Hilgenberg, L. G. W., Smith, M. A. Preparation of Dissociated Mouse Cortical Neuron Cultures. J. Vis. Exp. (10), e562, doi:10.3791/562 (2007).
This video will guide you through the process for generating cortical neuronal cultures from late embryo and early postnatal mouse brain. These cultures can be used for a variety of applications including immunocytochemistry, biochemistry, electrophysiology, calcium and sodium imaging, protein and/or RNA isolation. These cultures also provide a platform to study the neuronal development of transgenic animals that carry a late embryonic or postnatal lethal gene mutation. The procedure is relatively straight forward, requires some experience in tissue culture technique and should not take longer than two to three hours if you are properly prepared. Careful separation of the cortical rind from the thalamo-cortical fiber tract will reduce the number of unwanted non-neuronal cells. To increase yields of neuronal cells triturate the pieces of the cortical tissue gently after the enzyme incubation step. This is imperative as it prevents unnecessary injury to cells and premature neuronal cell death.
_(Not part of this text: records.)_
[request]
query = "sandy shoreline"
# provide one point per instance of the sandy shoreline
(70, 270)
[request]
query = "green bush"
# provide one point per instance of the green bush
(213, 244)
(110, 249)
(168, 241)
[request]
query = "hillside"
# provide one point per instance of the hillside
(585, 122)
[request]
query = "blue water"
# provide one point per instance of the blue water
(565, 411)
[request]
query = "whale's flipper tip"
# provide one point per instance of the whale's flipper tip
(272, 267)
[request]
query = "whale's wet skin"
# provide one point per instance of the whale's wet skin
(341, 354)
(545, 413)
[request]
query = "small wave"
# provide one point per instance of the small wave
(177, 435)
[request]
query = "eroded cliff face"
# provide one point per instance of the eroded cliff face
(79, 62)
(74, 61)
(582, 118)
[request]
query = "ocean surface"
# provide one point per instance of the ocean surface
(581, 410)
Since these cultures are maintained in the absence of glia feeder cells, they also offer an added advantage of growing cultures enriched in neurons.
Preparations before day of culturing:
- Prepare sterile dissecting solution (DS).
- Prepare NBM/B27 (Neurobasal Mediom with B27 supplements).
- Autoclave ddH2O and sterilize glass coversilps, if needed.
- Coat tissue culture dishes or glass coverslips with poly-D-lysine.
Prepare the day before culturing under sterile conditions.
- Thaw aliquot of 10X PDL and place on ice.
- Add 9 ml sterile ultra-filtered water to 1 ml of PDL and mix well (1X).
- Coat surfaces with 1X PDL overnight at room temperature as follows:
- glass coverslips (Bellco Glass, Inc. Cat.# 1943-00012): 75 µl/coverslip
- 24 well culture plate: 300 µl/well
- 35mm culture dish: 1ml/dish
- Rinse 5X with sterile water (use sterile Pasteur pipettes to aspirate liquid).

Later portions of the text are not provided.